JOE HENRY with NATHAN LAWR and ADAM COTTON at the El Mocambo, October 18. Tickets: $12.50. Attendance: 175. Rating: NNN Rating: NNN
Nathan Lawr's live shows should be required watching for anyone stuck on the stereotype that all drummers are meatheaded roughnecks. Despite his fairly abbreviated opening slot last Saturday at the El Mo , the Guelph expat and Royal City skinsman made enough of an impression with his thoughtfully crafted solo material to let you know he's a dude to watch.
Backed only by an electric cello (damn, those instruments are crazy-looking), Lawr had even the most "mature"-looking, crisp black business-garbed Yonge-and-Eglinton types calling for an encore after he sailed through a set of alt-countryish tunes from this year's lovely The Heart Beats A Waltz disc.
It's obvious Lawr's more accustomed to having a drum kit separating him from the audience (the sweet-voiced singer/songwriter could use a shot of confidence or a shot of Jack Daniel's to take the energy up a notch), and his live songs might benefit from the full band treatment they get on disc. But his songcraft is impeccable and fresh, and Lawr's restrained sincerity was enough to steal the show from both acts that followed.
That genuine vibe is something that evades main attraction Joe Henry . Maybe it's just a function of his living in L.A., but it felt like the moody crooner was playing the part of Dark, Mysterious Musician In A Jazz Bar, right down to his rumpled suit and floppy coif.
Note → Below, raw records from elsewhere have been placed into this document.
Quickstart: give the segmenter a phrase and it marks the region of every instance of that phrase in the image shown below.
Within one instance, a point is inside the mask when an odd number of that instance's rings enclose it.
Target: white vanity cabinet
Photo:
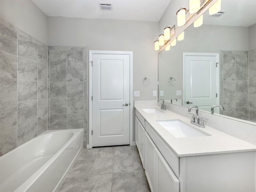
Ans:
[[[145,168],[145,119],[140,114],[136,113],[135,117],[135,142],[141,162]]]
[[[148,134],[146,133],[145,174],[152,192],[155,191],[155,153],[156,147]]]
[[[152,191],[255,191],[255,152],[179,157],[146,122],[145,127],[145,172]]]

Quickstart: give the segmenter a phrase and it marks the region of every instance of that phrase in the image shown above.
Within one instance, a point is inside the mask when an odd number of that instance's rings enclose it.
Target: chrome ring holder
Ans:
[[[172,82],[171,82],[170,81],[172,80]],[[174,82],[173,82],[173,80],[174,80]],[[169,82],[169,83],[170,83],[171,85],[173,85],[174,83],[175,83],[175,82],[176,82],[176,80],[175,80],[175,78],[174,77],[171,77],[169,78],[169,80],[168,81]]]
[[[148,80],[148,83],[146,83],[146,82],[147,81],[147,80]],[[143,80],[142,80],[142,82],[143,83],[143,84],[144,84],[145,85],[147,85],[149,84],[149,83],[150,82],[150,80],[148,78],[147,78],[146,77],[144,77],[144,78],[143,79]]]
Henry's an awesome producer - check any of his albums or soul belter Solomon Burke's 2002 comeback disc for proof - but the noirish atmosphere of his records dissipates live. The guy should have enough experience to know that a single sample-equipped synth and a stand-up bass can't stand in for elaborate studio arrangements (think loads of brass and a full chamber ensemble).
Without the additional instruments as distraction, you started to realize how cheesy Henry's tunes can be. He may be trying to emulate buddy Tom Waits, but none of Henry's mawkish couplets are anywhere near the class of a Kentucky Ave or even a Martha. And his overwrought vocal acrobatics - the strained breaks during emotional moments, the bearish growls - were just silly.
By the time local singer/songwriter Adam Cotton took the stage close to midnight, the crowd had pretty much cleared out. The poor fella made a valiant effort to boost the energy in the club, aided by the ragdoll goofiness of a barefoot guest bassist from L.A.
His everything-but-the-kitchen-sink band was excellent, with mandolin riffs and teeny-weeny thumb cymbals adding cool effects to the varied tunes.
But let's be honest. Cotton sings out of tune. The guy writes great songs that reinvent tired genres, but it don't mean a thing if he can't quite sing.